Reviewed by Judy Richter
Based on an Ingmar Bergman film, "Smiles of a Summer Night," this 1973 Tony Award-winning musical is set during a Swedish summer at the turn of the 20th century.
During this time when the sun rarely sets, love is arranged and rearranged among lovers young and older.
Sondheim wrote virtually the entire musical in 3/4 time, but the best known song is "Send in the Clowns," which has been sung by the likes of Judy Collins, Barbra Streisand and others.
In the context of the show, however, it takes on deep poignancy as one of the older lovers, Desiree Armfeldt (Karen Ziemba), an actress, sings it to her former lover, Fredrik Egerman (Patrick Cassidy), to express their dilemma: She's ready to settle down after years of touring and of taking on various lovers, while he's married.
And even though his 18-year-old wife, Anne (Laurie Veldheer), is still a virgin after 11 months of marriage, he's reluctant to leave this woman who's young enough to be his daughter. In fact, she's close in age to his son, Henrik (Justin Scott Brown), a gloomy seminary student who's worried about sin and who's secretly in love with her.
Another of the older lovers is Count Carl-Magnus Malcolm (Paolo Montalban), a handsome but egotistical and pea-brained dragoon who has been involved with Desiree despite being married to Charlotte (Emily Skinner).
Everything comes together one weekend when everyone gathers at the country home of Desiree's mother, Madame Armfeldt (Dana Ivey), who's known her share of lovers. They're joined by Desiree's teenage daughter, Fredrika (Brigid O'Brien); the Egermans' maid, Petra (Marissa McGowan); and Frid (Michael McIntire), Madame Armfeldt's servant.
There's lots of foolish behavior, but various triangles are resolved to everyone's satisfaction.
Director Mark Lamos weaves everything together thanks to a fine cast, especially among the older characters. Ziemba as the bemused Desiree and Skinner as the wronged Charlotte have impeccable timing as they react to the goings-on, and both sing well.
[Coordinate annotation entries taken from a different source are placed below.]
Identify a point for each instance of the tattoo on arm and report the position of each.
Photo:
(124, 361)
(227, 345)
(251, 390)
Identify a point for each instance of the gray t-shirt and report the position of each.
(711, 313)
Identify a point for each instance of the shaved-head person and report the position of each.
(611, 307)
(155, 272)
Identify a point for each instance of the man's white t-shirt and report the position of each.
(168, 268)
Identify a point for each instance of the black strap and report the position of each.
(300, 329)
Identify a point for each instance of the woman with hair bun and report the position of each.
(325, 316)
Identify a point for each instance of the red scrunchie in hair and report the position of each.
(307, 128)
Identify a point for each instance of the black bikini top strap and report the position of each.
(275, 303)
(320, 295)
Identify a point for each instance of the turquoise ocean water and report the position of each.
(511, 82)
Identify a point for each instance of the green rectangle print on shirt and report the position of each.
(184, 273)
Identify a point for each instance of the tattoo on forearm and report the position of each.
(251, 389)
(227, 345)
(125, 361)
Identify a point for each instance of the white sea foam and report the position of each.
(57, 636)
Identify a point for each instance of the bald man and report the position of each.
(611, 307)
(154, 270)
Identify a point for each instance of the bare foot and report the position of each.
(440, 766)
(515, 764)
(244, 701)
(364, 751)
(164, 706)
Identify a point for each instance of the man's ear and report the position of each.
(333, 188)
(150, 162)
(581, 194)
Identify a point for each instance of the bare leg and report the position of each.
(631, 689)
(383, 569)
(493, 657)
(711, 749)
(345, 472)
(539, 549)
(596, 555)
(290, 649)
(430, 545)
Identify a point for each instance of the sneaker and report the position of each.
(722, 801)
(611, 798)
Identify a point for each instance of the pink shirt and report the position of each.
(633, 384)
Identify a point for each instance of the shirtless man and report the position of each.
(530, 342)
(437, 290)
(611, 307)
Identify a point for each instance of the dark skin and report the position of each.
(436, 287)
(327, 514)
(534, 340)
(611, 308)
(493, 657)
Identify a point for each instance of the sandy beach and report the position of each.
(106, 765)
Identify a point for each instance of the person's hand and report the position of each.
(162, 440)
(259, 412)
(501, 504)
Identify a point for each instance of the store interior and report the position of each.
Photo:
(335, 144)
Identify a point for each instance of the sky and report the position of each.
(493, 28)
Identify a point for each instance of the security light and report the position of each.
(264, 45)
Except for Veldheer's piercing upper notes as Anne, all of the principals sing well.
The show has five other named characters who serve more as a Greek chorus. They aren't seen by the other characters, but they introduce scenes and, in Lamos's staging, move set pieces on Riccardo Hernandez's set. Traditionally the three women and two men are older, but Lamos has chosen to make them younger and far more sensual, as indicated by their behavior and the underclothing they wear in the opening scene. It's not an entirely effective approach. Moreover, they don't blend well vocally.
The elegant period costumes for the main characters are by Candice Donnelly. Lighting by Robert Wierzel captures the almost perpetual twilight of that time in Sweden.
Orchestrations and musical direction are by Wayne Barker, while the sound is by Kevin Kennedy. Choreography, mostly waltzes, is by Val Caniparoli.
Taken as a whole, this ACT production is first rate, thanks in large part to Sondheim's intricate music and lyrics and some outstanding performances, especially by Ziemba and Skinner.